The Normans pass Teletown on their way to Las Vegas, spying a strange and enigmatic gathering of people who own televisions but, believe it or not, do not watch them. Mr. Norman turned around for this place but digital entertainment in Sin City was a stronger force. 

 

 

 

Highlighting the unnatural premise is the fact that actual bear/shark confrontation does not feature a real, live bear slicing into a flesh-and-fin shark. The two are the products of computers, put together to appear ""convincingly fake."" As the Normans watch the beasts tear into each other, they stare, like they have for so long, at something they do not really believe but are entertained by. That entertainment, which they see as a right, is just enough to satisfy them. 

 

 

 

Giving himself over to satire, Bachelder falls into the trap of the genre; he walks too close to his subject and turns ""Bear v.
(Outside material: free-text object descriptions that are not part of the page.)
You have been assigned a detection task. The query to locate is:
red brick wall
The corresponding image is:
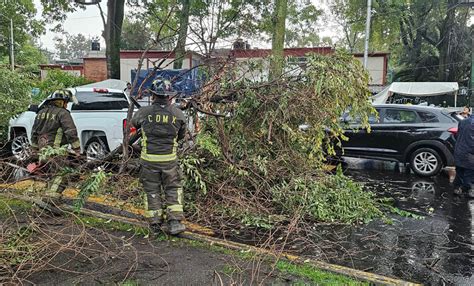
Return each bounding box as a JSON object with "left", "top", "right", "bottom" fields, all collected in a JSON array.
[{"left": 83, "top": 58, "right": 107, "bottom": 82}]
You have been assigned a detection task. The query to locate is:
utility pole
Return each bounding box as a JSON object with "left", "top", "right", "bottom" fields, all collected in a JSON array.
[
  {"left": 10, "top": 18, "right": 14, "bottom": 71},
  {"left": 363, "top": 0, "right": 372, "bottom": 69},
  {"left": 470, "top": 47, "right": 474, "bottom": 98}
]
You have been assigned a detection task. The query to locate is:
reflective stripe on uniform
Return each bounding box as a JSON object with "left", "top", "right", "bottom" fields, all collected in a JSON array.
[
  {"left": 54, "top": 128, "right": 63, "bottom": 147},
  {"left": 141, "top": 130, "right": 148, "bottom": 152},
  {"left": 141, "top": 153, "right": 177, "bottom": 162},
  {"left": 143, "top": 194, "right": 148, "bottom": 210},
  {"left": 167, "top": 204, "right": 183, "bottom": 213},
  {"left": 140, "top": 130, "right": 177, "bottom": 162},
  {"left": 172, "top": 137, "right": 178, "bottom": 154},
  {"left": 144, "top": 209, "right": 163, "bottom": 218},
  {"left": 177, "top": 188, "right": 183, "bottom": 205},
  {"left": 71, "top": 140, "right": 80, "bottom": 149},
  {"left": 49, "top": 176, "right": 63, "bottom": 193}
]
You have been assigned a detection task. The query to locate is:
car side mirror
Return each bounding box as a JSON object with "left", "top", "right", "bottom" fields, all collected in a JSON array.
[{"left": 28, "top": 104, "right": 39, "bottom": 113}]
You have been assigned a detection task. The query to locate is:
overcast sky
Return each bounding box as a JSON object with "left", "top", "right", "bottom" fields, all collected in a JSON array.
[{"left": 33, "top": 0, "right": 340, "bottom": 52}]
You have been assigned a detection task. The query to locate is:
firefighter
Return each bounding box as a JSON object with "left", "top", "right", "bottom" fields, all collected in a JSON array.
[
  {"left": 453, "top": 111, "right": 474, "bottom": 198},
  {"left": 131, "top": 79, "right": 187, "bottom": 235},
  {"left": 31, "top": 89, "right": 81, "bottom": 194},
  {"left": 31, "top": 90, "right": 80, "bottom": 151}
]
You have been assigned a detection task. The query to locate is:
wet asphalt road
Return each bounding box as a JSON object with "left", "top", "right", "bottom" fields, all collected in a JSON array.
[{"left": 336, "top": 158, "right": 473, "bottom": 285}]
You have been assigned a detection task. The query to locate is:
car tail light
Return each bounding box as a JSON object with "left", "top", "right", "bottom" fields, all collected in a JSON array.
[
  {"left": 123, "top": 119, "right": 137, "bottom": 135},
  {"left": 93, "top": 88, "right": 109, "bottom": 93},
  {"left": 448, "top": 127, "right": 458, "bottom": 135}
]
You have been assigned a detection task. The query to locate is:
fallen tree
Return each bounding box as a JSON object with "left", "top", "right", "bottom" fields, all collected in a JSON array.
[
  {"left": 180, "top": 51, "right": 381, "bottom": 232},
  {"left": 1, "top": 51, "right": 383, "bottom": 244}
]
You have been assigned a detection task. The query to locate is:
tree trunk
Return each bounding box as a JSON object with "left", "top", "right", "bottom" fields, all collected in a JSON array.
[
  {"left": 106, "top": 0, "right": 126, "bottom": 79},
  {"left": 438, "top": 0, "right": 456, "bottom": 81},
  {"left": 269, "top": 0, "right": 288, "bottom": 80},
  {"left": 174, "top": 0, "right": 191, "bottom": 69}
]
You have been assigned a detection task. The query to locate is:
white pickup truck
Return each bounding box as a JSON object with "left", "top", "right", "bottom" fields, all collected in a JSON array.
[{"left": 8, "top": 87, "right": 133, "bottom": 160}]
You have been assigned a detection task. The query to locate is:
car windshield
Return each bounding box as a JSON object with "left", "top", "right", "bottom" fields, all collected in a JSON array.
[{"left": 72, "top": 91, "right": 129, "bottom": 110}]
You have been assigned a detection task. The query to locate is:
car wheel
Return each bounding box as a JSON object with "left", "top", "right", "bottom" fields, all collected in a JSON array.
[
  {"left": 85, "top": 137, "right": 109, "bottom": 161},
  {"left": 410, "top": 148, "right": 443, "bottom": 177},
  {"left": 11, "top": 133, "right": 32, "bottom": 161}
]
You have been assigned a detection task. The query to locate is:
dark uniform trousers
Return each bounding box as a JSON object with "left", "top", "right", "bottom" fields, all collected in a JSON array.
[{"left": 140, "top": 160, "right": 184, "bottom": 222}]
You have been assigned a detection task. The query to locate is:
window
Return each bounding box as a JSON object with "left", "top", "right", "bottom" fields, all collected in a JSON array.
[
  {"left": 343, "top": 110, "right": 380, "bottom": 124},
  {"left": 72, "top": 92, "right": 129, "bottom": 111},
  {"left": 418, "top": 111, "right": 439, "bottom": 123},
  {"left": 383, "top": 109, "right": 417, "bottom": 124}
]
Shark"" into a spectacle itself. Reading the book keeps pages turning and the plot passing with a momentary digression to slow the pace. Reading becomes a visceral act that passes quickly and is forgotten just in time for the next big event, the next attention-grabbing bit of gruesomeness. While shooting down a culture of wired lifestyles and hectic living, Bachelder hits himself in the foot. This ironic mistake only proves how well the book works-satire even lampoons itself.